There are numerous benefits of developing joint services. At the moment most of the institutions have their own data repositories, meaning that across the UK there are hundreds of repositories and even more repository managers and repository developers. Every institutional repository needs to be integrated with other institutional systems, requiring even more skilled technical workforce needed at every institution. In addition, who is providing the data storage capabilities? On what conditions? And who is doing all the negotiations with service providers?
These are all resource-hungry processes at an institutional level.
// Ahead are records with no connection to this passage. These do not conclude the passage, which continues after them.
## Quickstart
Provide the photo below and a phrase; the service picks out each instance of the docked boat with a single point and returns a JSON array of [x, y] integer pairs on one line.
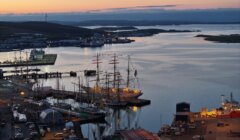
[[113, 86]]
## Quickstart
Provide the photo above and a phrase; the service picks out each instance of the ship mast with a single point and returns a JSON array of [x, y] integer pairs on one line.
[[97, 61], [114, 62]]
Shared services could inevitably be more cost-efficient and result in taxpayers money better spent.
But this idea does open up many questions:
- Given most institutions have already invested substantial resources to create their own local solutions is it too late to develop shared RDM services?
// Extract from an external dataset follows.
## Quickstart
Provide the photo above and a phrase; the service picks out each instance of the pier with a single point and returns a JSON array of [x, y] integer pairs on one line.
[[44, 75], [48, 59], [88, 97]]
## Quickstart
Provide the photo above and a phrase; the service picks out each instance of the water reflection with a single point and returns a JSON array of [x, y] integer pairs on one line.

- Would institutions need to abandon their existing processes and contribute to the shared development?
- What would happen to the research data already stored locally?
- How sustainable are the shared solutions? Would funders support them?
- What is the business model behind shared solutions?
- And what would happen if the pilot failed?
There is a further problem in that even if the pilot succeeded, the solutions will not be available until 2017. This means piloting institutions will have to co-develop the shared solutions (investing time and resources), while continuing to support their own local solutions before the shared ones become available.
It is a difficult decision to make whether to join the pilot project or not. Cambridge debated this for a while, but in the end we decided that long-term benefits and efficiency of the joint approach should substantially outweigh the short term increase of the resources needed for both maintaining the local solutions and developing the joint services. As Torsten suggested, at Cambridge we believe that acting together, collaboratively, is the way forward. Lonely silos are inefficient and in the time when funding and other resources are limited, we need to ensure that we invest them wisely, thinking of long-term benefits.
Suggestion for future RDM foras
Summarising, I would like to thank the Digital Curation Centre for bringing the whole community of research data managers together. RDM foras are always an excellent opportunity to exchange practice, views and to share suggestions with colleagues at other institutions.
It was extremely useful that during RDMF#14 all presenters introduced their institutions – their size, the type of research done, the size of the RDM support team. What it made us realise that irrespective of these differences we all share similar high-level needs and we all need similar high-levels actions.
So my suggestion for the future foras is to better leverage the fact that the whole community is gathered in one place and focus more on the actions. If we are to jointly decide on what our needs are, or what do we think the minimal metadata standards should be, why do not we do it at the meeting while we are convened together? Perhaps we could actually produce some deliverables during breakout sessions?